WASHINGTON - If you want to understand the current fractures in the conservative movement, you should watch the Sept. 5 debate at the Catholic University of America in Washington between Sohrab Ahmari, the op-ed editor of the New York Post, and David French, a writer for National Review.

The debate sprang from an essay, "Against David French-ism," that Ahmari published in First Things in May. Ahmari attacked a style of politics he attributed to French as too focused on procedural niceties and compromise, rather than protecting civilization from its enemies. Ahmari wants to use the power of the state against the left, in the way that the power of nonstate institutions is now leveraged against the right.

French, though personally a social conservative, made the classical liberal argument that any powers the right grants itself will eventually be deployed against it by the left. He wants a negotiated peace that would carve out space in American life for both religious liberty and secular progressive values.

There is little question that French won the debate; he was better prepared, with a better grasp of the mechanics of policy. Ahmari had little in the way of an actionable plan, other than suggesting that Republican senators could interrogate librarians who offer drag queen story hours. That isn't a policy agenda, or even a skeletal framework upon which such a thing might be built.

Yet even agenda-less Ahmari-ism galvanizes many social conservatives, especially younger ones. Ahmari highlights the thing they most fear: the relentless leftward shift of virtually every culturally powerful institution, increasingly including corporations. These social conservatives believe the left will use that cultural and economic power to proselytize their children for a sort of hypersexualized secular faith -- and to cleanse the resisters from both the public square and the economic mainstream.

Those fears are often exaggerated, yet not utterly unfounded. If you'd told me 10 years ago that same-sex marriage meant evangelical Christian bakers might be legally required to cater gay weddings, I would have rolled my eyes at such hysterical conservative propaganda. Post-Obergefell v. Hodges, the default left-wing position seems to be that you cannot shun gay weddings and continue to own a bakery, or work as a tech CEO.

Meanwhile, the American Civil Liberties Union went after Catholic hospitals for refusing to provide abortions, and companies have threatened to boycott states that sided with conservatives in the conflict between LGBTQ rights and religious liberty.

So it's not unreasonable for social conservatives to worry about a more European or Canadian future, in which nurses are told to supervise abortions or stop being nurses, doctors are forced to refer patients for abortion or euthanasia, and religious schools are told to give up either the religion or the school.

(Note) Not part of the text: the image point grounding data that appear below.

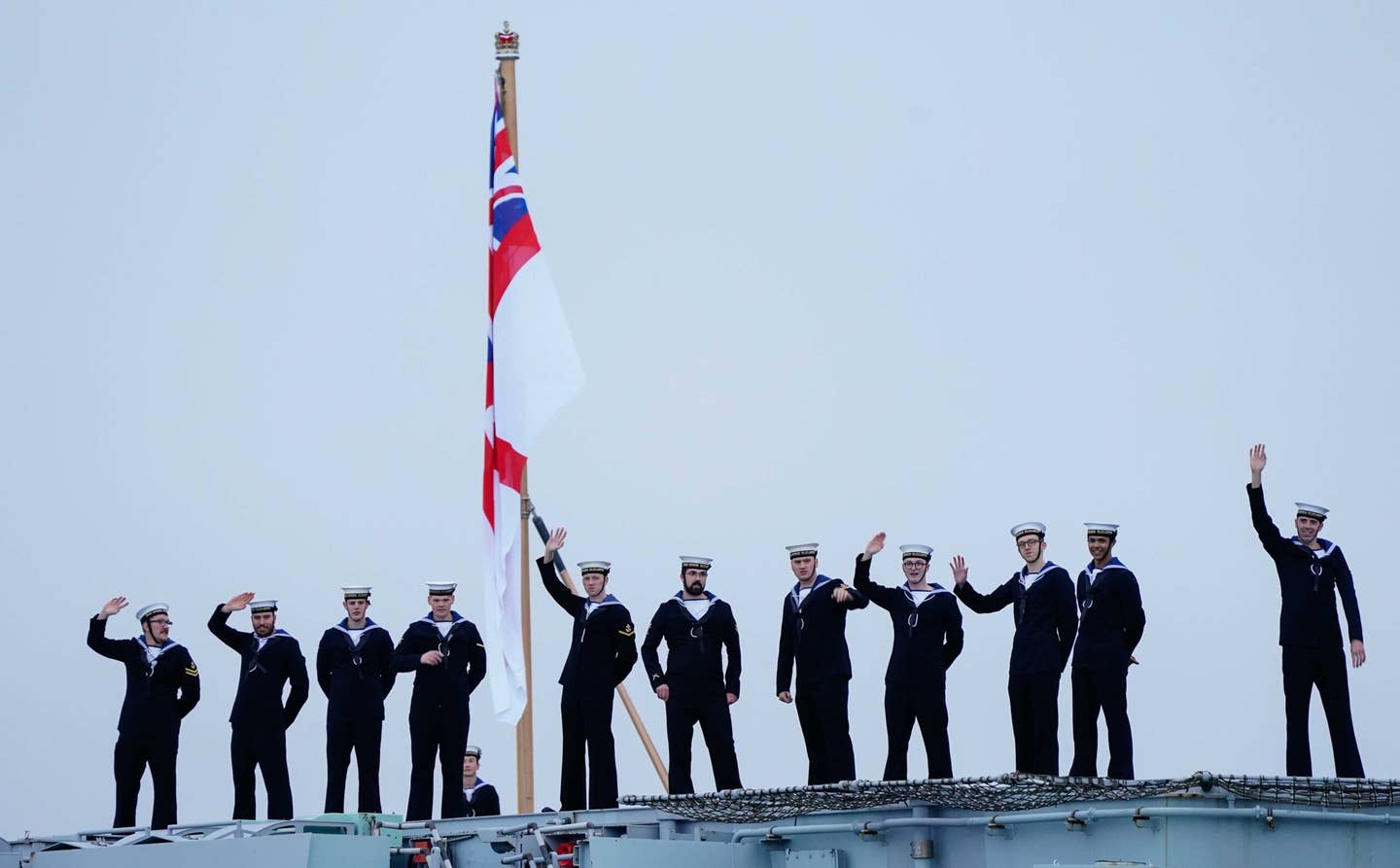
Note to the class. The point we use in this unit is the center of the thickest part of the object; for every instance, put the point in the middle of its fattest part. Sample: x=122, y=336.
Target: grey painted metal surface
x=1186, y=829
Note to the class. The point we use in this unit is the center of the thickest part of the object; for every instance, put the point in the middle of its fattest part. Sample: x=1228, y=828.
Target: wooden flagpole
x=622, y=690
x=508, y=51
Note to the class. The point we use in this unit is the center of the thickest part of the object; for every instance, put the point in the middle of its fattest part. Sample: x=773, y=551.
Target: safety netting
x=1012, y=791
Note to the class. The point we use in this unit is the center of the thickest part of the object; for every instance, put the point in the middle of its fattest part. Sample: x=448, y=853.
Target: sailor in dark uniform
x=694, y=685
x=601, y=654
x=1110, y=626
x=447, y=652
x=479, y=797
x=269, y=657
x=1310, y=570
x=1042, y=598
x=928, y=640
x=161, y=687
x=355, y=668
x=812, y=636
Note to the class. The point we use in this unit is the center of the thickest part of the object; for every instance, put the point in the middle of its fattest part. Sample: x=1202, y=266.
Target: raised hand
x=875, y=545
x=239, y=601
x=111, y=608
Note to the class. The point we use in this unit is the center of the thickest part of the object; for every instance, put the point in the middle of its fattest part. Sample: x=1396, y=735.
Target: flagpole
x=508, y=51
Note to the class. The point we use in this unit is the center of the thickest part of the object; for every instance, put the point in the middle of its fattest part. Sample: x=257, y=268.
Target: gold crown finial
x=508, y=44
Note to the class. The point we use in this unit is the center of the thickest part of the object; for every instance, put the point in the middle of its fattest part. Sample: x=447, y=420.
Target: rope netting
x=1011, y=792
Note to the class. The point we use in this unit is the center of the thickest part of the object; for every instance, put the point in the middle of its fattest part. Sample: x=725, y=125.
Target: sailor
x=1110, y=625
x=694, y=685
x=928, y=640
x=161, y=687
x=269, y=657
x=479, y=797
x=1042, y=600
x=601, y=654
x=1312, y=574
x=355, y=668
x=812, y=636
x=448, y=657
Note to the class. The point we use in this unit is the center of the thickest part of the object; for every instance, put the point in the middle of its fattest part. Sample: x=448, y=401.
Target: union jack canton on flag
x=531, y=371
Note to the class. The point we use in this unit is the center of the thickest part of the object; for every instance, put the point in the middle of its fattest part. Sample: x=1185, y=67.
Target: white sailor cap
x=1312, y=511
x=1031, y=527
x=152, y=609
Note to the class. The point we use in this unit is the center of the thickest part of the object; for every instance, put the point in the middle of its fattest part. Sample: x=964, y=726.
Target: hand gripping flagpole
x=622, y=692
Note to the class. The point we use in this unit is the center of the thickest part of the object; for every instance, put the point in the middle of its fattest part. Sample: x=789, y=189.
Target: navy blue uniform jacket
x=263, y=674
x=1307, y=580
x=356, y=677
x=604, y=647
x=1110, y=620
x=693, y=650
x=449, y=683
x=158, y=698
x=922, y=652
x=814, y=635
x=1046, y=617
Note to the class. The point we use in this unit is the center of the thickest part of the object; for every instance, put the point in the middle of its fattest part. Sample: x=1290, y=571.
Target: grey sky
x=931, y=269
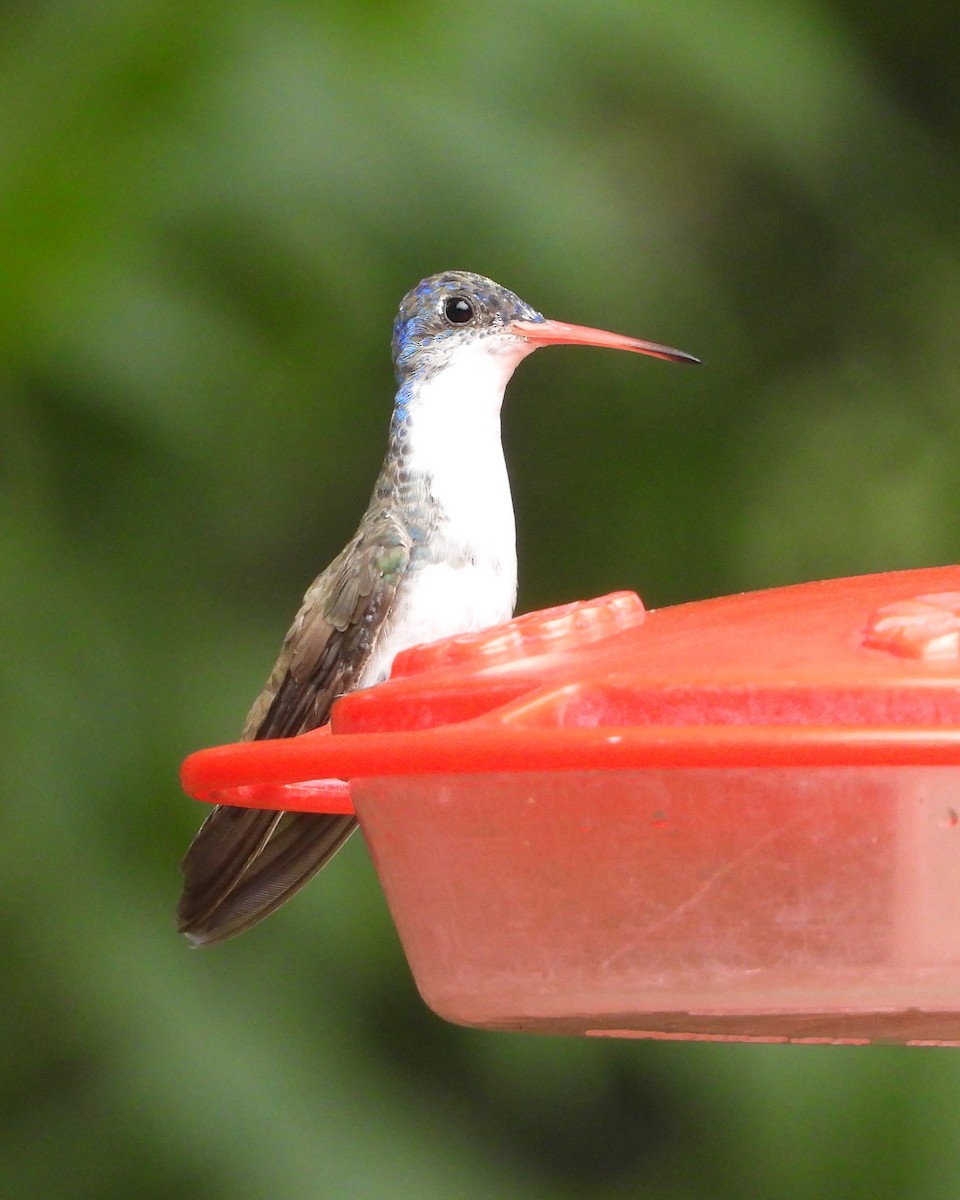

You can believe that French-ism is superior to Ahmari-ism in principle and practice, while also recognizing its utter dependence on a good-faith negotiating partner. For the center-right to hammer out a peace the religious right can live with, it needs a counterpart on the left that can stand up to its illiberal flanks and deliver a deal.

Today, that portion of the center-left is small and quiet. The large remainder too often goes along with the illiberals -- either loudly out of conviction or quietly out of fear. As long as that's true, and as long as left-wing hegemony persists over key economic and cultural institutions, many social conservatives will understandably view French's procedural liberalism as a guide to losing gracefully.

A principled argument can be made that conservative Christians should be prepared for just such a loss, rather than trying to force what is now a minority opinion on the emerging secular majority. If the mainstream shuns them, they can withdraw into insular religious communities, as ultra-Orthodox Jews and the Amish have done, exchanging mainstream socioeconomic status for a space where their faith can thrive. This is hardly a prescription for doom; these are among the fastest-growing demographics in the country.

Unfortunately, it's difficult to argue persuasively that (BEG ITAL)someone else(END ITAL) should abandon the benefits of mainstream life in defending their convictions. Not when that argument just happens to be the one that will best endear (BEG ITAL)you yourself (END ITAL) to the emerging powers that be. Procedural liberals will ultimately be forced into a purely tactical argument: Given declining religiosity, if you make it "us" or "them," "them" will probably carry the day.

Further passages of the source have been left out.